With chinaONEcall, sign up online ( http:/
For Language Line, sign up online ( http:/
Advantage: Tie, though we appreciated chinaONEcall's cellphone assistance.
COST: ChinaONEcall's pay plan works like a debit card: Minutes are purchased with a credit card (or PayPal) and deposited in your account. Packages range from $89 for 60 minutes to $179 for 180 minutes. You can add minutes at a discount and track usage online. Drawback: If chinaONEcall dials for you, it's treated like a conference call, and your account is charged 1.5 times more than if you'd placed the call yourself.
For Language Line, it's $3.95 per minute, which begins when the interpreter joins the call and ends when you hang up. Pay through an account established with a credit card.

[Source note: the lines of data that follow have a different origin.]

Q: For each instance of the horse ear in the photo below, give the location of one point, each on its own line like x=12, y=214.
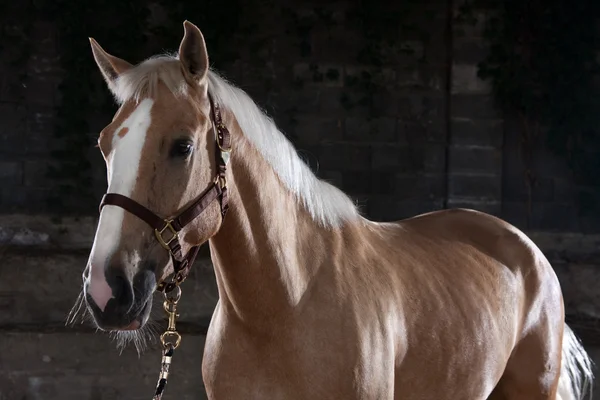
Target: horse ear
x=192, y=52
x=110, y=66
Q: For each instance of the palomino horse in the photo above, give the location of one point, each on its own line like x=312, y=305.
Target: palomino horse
x=315, y=301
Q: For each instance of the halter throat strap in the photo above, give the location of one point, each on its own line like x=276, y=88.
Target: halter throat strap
x=167, y=230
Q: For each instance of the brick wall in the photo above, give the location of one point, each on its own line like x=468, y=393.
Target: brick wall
x=41, y=358
x=432, y=138
x=428, y=136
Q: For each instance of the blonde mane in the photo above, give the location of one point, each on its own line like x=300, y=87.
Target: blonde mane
x=328, y=205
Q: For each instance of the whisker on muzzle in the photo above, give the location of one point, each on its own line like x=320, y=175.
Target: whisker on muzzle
x=78, y=312
x=142, y=338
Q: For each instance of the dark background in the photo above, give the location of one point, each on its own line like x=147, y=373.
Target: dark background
x=408, y=106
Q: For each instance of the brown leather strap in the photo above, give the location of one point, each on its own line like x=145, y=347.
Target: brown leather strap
x=115, y=199
x=195, y=209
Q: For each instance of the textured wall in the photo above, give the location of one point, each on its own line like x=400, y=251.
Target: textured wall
x=41, y=358
x=435, y=138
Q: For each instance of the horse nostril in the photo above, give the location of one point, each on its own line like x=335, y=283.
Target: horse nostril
x=122, y=290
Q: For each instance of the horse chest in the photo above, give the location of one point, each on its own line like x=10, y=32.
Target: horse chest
x=237, y=366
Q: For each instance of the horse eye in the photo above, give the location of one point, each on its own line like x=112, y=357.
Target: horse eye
x=181, y=148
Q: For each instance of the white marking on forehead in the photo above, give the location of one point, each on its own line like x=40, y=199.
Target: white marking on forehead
x=124, y=162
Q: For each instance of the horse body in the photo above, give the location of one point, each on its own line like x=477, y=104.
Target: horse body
x=315, y=301
x=383, y=310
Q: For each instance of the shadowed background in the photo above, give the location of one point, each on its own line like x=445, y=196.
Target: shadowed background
x=407, y=106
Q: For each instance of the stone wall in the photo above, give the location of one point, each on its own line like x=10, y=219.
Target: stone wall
x=415, y=134
x=419, y=132
x=41, y=358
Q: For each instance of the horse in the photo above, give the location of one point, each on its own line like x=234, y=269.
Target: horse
x=316, y=301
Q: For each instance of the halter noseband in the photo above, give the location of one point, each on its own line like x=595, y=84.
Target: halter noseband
x=171, y=227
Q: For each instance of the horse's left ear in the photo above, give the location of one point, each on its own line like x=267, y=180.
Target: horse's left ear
x=192, y=52
x=110, y=66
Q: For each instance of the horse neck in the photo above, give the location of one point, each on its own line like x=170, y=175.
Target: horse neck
x=269, y=247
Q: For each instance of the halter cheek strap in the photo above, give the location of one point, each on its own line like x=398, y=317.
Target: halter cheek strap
x=167, y=230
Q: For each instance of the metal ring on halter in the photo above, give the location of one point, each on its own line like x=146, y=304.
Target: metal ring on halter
x=170, y=338
x=173, y=296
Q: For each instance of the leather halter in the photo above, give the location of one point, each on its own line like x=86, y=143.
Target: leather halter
x=182, y=264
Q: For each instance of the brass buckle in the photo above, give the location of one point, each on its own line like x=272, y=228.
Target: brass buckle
x=221, y=181
x=159, y=234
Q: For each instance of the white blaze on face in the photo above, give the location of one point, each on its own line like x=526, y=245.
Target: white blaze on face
x=124, y=161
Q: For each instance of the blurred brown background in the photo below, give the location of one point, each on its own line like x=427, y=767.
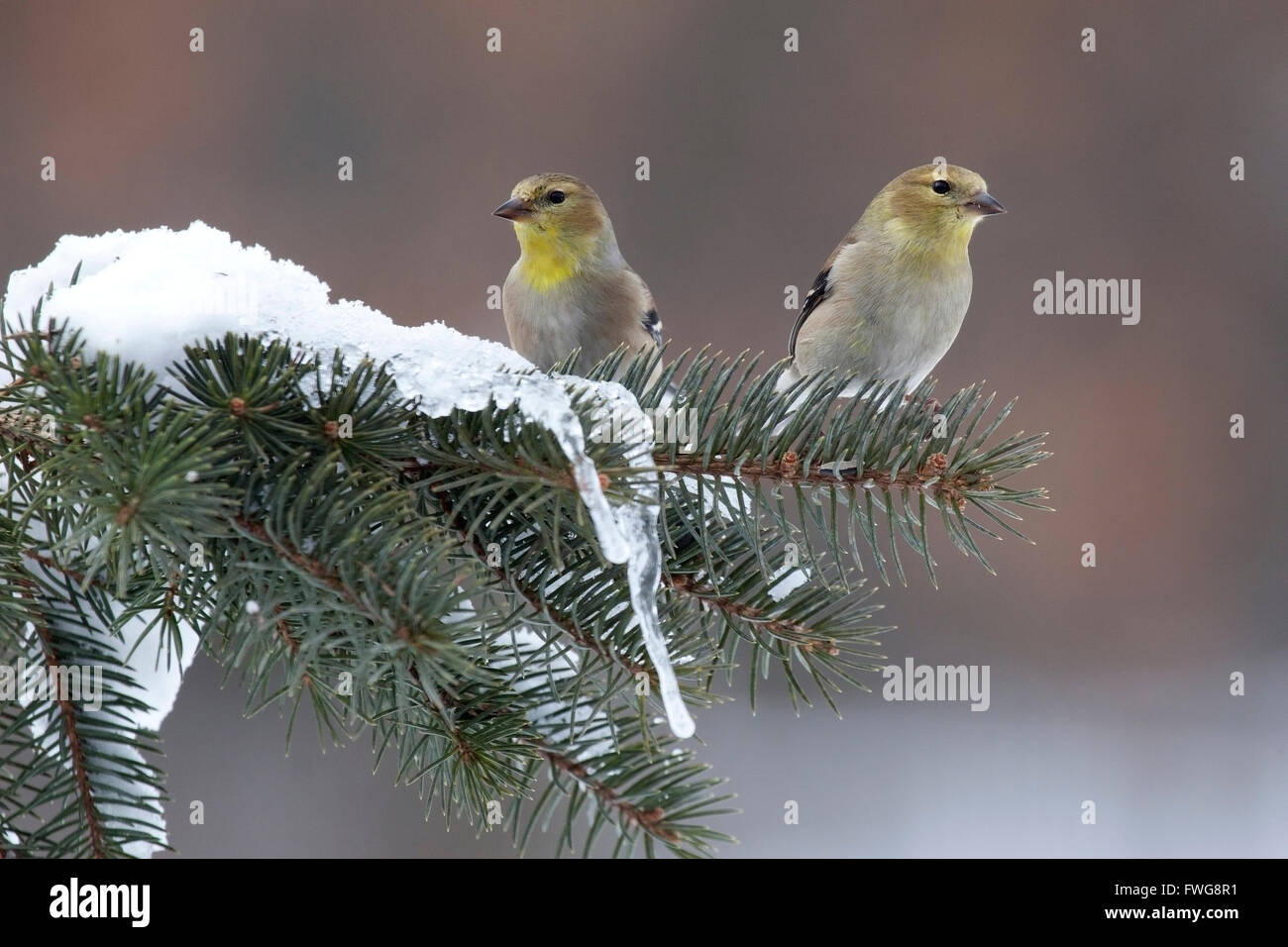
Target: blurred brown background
x=1109, y=684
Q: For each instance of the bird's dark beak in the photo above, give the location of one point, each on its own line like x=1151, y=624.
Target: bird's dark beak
x=986, y=204
x=514, y=209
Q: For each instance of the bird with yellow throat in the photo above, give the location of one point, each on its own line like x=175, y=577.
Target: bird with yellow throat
x=571, y=286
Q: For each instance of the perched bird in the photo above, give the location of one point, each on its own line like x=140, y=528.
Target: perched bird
x=571, y=287
x=894, y=292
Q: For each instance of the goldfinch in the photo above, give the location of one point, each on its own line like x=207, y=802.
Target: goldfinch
x=892, y=296
x=571, y=287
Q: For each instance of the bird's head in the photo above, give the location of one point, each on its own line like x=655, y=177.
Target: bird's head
x=561, y=223
x=935, y=206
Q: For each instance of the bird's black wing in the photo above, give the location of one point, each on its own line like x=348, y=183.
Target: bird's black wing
x=653, y=325
x=819, y=291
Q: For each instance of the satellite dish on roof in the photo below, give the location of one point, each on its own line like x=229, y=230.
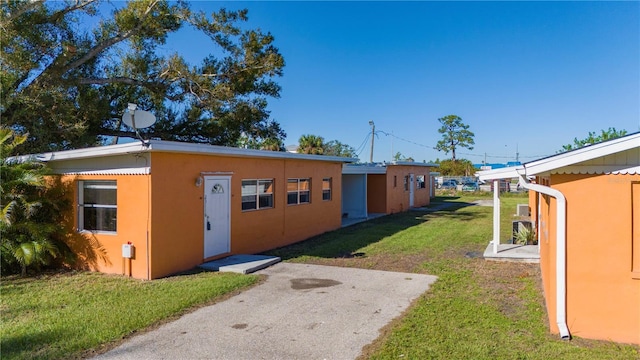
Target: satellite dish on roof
x=138, y=119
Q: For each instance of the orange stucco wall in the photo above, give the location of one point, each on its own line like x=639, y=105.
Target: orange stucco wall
x=103, y=251
x=603, y=296
x=178, y=208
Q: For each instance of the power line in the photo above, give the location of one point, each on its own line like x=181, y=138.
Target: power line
x=461, y=153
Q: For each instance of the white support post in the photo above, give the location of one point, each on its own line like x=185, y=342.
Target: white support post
x=496, y=215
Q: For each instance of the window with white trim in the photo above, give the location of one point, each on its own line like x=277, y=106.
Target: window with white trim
x=97, y=206
x=298, y=191
x=326, y=189
x=257, y=194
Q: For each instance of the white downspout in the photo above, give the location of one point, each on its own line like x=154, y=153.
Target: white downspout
x=561, y=251
x=496, y=215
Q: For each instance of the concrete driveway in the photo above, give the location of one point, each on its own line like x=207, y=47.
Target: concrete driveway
x=301, y=312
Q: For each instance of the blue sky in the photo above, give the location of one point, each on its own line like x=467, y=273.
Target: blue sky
x=526, y=76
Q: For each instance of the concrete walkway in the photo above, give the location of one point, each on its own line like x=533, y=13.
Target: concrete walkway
x=301, y=312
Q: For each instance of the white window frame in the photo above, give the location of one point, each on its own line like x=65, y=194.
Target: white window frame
x=258, y=194
x=299, y=191
x=106, y=184
x=328, y=190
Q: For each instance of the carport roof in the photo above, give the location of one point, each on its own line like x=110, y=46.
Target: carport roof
x=379, y=168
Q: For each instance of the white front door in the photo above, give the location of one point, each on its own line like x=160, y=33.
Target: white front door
x=217, y=220
x=411, y=189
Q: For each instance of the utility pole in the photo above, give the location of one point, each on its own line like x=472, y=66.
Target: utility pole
x=373, y=136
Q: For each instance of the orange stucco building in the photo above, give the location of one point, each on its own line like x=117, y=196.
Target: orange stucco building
x=151, y=209
x=585, y=205
x=180, y=204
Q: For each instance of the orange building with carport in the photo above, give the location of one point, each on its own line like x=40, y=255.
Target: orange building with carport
x=178, y=204
x=385, y=188
x=585, y=205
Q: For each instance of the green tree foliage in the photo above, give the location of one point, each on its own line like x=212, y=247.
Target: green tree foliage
x=31, y=226
x=455, y=134
x=336, y=148
x=68, y=72
x=594, y=138
x=459, y=167
x=311, y=144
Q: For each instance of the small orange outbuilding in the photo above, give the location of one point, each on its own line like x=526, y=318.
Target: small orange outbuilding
x=585, y=205
x=155, y=208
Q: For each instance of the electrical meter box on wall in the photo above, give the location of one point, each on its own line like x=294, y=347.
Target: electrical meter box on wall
x=127, y=251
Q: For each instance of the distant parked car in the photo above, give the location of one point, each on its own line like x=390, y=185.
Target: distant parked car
x=449, y=184
x=470, y=186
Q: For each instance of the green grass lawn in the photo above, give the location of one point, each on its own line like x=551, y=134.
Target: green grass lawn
x=477, y=309
x=65, y=315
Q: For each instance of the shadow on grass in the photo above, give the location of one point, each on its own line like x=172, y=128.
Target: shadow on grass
x=345, y=242
x=26, y=346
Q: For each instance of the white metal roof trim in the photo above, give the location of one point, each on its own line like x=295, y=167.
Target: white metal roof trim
x=126, y=171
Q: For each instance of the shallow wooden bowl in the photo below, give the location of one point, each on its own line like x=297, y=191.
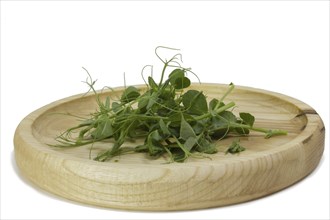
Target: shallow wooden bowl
x=134, y=181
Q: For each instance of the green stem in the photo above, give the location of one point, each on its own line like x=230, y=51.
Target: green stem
x=219, y=110
x=162, y=76
x=231, y=87
x=269, y=132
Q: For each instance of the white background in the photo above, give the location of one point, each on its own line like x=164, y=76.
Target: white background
x=282, y=46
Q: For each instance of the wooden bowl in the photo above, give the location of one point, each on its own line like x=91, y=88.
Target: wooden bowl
x=135, y=182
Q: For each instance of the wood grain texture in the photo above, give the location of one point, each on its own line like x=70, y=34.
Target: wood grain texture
x=139, y=183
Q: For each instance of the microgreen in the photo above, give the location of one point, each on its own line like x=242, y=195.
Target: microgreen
x=174, y=121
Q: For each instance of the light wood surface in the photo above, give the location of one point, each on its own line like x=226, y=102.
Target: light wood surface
x=139, y=183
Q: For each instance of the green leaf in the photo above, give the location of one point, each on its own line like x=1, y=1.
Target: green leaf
x=175, y=74
x=103, y=129
x=190, y=143
x=130, y=94
x=164, y=128
x=195, y=102
x=186, y=131
x=213, y=103
x=235, y=147
x=205, y=146
x=247, y=118
x=155, y=148
x=152, y=83
x=181, y=83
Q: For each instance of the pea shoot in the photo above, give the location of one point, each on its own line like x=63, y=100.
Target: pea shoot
x=174, y=121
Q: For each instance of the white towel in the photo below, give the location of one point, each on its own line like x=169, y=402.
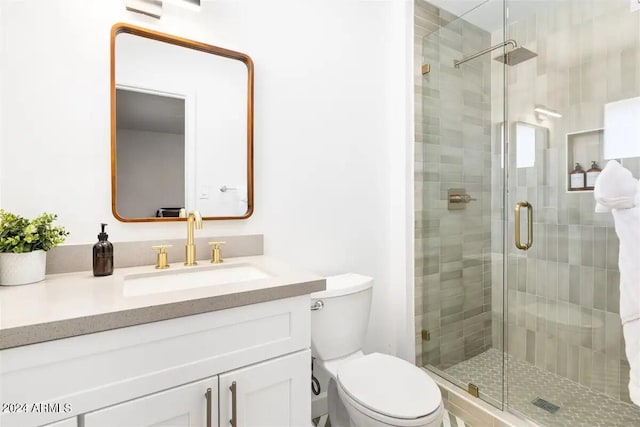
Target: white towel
x=617, y=190
x=628, y=230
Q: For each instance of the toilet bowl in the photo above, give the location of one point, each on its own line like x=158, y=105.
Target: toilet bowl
x=373, y=390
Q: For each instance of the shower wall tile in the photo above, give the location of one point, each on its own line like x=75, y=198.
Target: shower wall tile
x=566, y=293
x=453, y=133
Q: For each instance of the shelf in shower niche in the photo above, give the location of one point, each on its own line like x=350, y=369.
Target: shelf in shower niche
x=583, y=147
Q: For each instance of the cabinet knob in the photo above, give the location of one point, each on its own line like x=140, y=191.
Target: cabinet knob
x=162, y=260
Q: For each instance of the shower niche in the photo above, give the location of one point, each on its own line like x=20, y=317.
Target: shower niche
x=583, y=148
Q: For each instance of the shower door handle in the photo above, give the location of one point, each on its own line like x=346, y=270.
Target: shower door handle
x=529, y=243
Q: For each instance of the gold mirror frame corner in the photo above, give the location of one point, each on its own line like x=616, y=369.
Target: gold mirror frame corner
x=120, y=28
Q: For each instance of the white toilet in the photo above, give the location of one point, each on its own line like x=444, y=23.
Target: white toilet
x=365, y=390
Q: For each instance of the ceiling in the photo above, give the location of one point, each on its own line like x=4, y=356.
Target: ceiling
x=488, y=14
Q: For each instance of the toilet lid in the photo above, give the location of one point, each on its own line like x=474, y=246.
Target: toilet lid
x=389, y=386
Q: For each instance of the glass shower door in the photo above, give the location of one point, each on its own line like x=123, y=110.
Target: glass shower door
x=459, y=220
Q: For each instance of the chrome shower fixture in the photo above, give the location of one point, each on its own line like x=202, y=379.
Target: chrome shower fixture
x=515, y=56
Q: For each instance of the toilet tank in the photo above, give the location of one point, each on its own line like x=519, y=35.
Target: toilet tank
x=339, y=327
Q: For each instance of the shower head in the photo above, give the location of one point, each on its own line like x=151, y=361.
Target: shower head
x=516, y=56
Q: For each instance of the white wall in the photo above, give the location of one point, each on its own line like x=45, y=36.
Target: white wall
x=332, y=154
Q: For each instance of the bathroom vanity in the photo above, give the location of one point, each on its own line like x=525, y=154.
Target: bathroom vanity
x=127, y=350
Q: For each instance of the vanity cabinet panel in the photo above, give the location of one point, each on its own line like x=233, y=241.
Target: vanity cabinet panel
x=274, y=393
x=97, y=370
x=69, y=422
x=184, y=406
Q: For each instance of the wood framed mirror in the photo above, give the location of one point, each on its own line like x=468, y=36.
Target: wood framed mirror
x=181, y=128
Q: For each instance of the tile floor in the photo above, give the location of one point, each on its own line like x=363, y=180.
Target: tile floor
x=579, y=405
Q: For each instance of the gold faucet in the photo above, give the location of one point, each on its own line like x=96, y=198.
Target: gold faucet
x=193, y=219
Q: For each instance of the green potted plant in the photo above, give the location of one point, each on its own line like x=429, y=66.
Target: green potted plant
x=23, y=246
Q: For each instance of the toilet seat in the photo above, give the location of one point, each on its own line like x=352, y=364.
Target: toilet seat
x=389, y=389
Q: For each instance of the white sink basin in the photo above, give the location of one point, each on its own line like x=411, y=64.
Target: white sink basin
x=189, y=278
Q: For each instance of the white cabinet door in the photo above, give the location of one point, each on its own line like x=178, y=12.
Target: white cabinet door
x=274, y=393
x=191, y=405
x=69, y=422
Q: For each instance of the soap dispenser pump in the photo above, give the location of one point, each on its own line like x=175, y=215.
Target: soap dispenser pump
x=103, y=255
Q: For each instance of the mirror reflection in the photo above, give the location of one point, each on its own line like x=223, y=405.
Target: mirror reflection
x=181, y=128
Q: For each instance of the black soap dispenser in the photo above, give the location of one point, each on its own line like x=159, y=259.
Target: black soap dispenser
x=103, y=255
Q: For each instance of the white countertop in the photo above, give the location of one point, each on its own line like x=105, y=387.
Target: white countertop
x=70, y=304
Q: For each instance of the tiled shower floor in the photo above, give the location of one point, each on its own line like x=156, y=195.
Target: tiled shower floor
x=579, y=405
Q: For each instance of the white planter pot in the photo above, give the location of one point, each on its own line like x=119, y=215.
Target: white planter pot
x=20, y=269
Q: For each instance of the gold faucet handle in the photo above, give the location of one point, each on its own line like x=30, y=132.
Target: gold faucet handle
x=162, y=260
x=216, y=258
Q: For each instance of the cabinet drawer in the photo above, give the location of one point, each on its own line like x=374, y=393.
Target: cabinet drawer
x=69, y=422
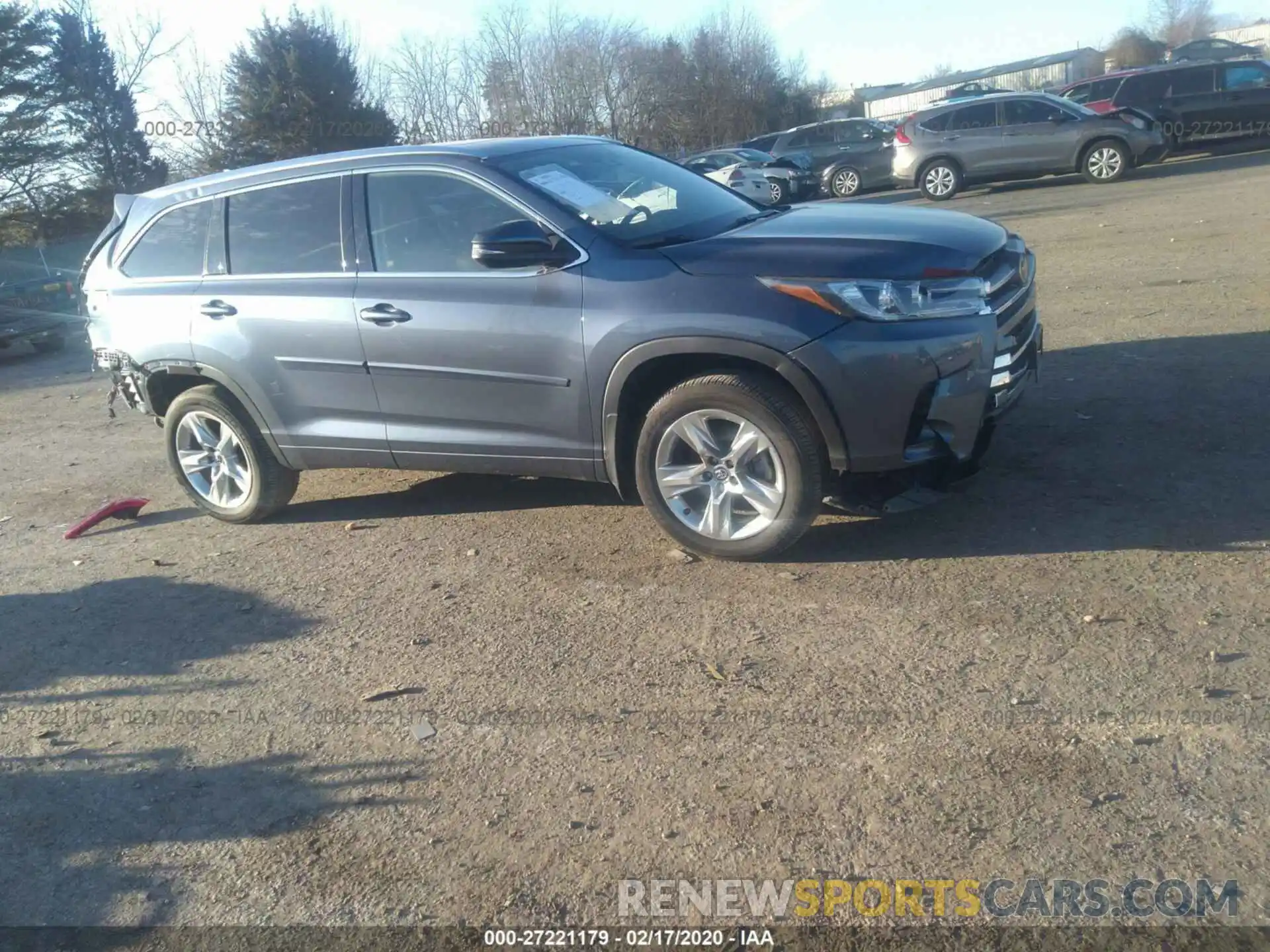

STAFF: Based in Kunming, chinaONEcall's call center is staffed with 15 people. General manager Christina Huo says more will be added by August. Operations director Greg Sinclair, who lives in China, said in an e-mail that most calls average 10 minutes. Staffers have access to resources, such as maps and listings of hotels, restaurants, hospitals and embassies. When not on a call, they translate documents or do other research, he said.
Louis Provenzano, president of Language Line, said the Monterey, Calif.-based company has "over 3,000 interpreters over 18 time zones in 11 interpretation centers." Forty percent of the staff works from in the United States and Canada. Interpreters must be able to speak English and a native language plus have a grasp of the various cultures.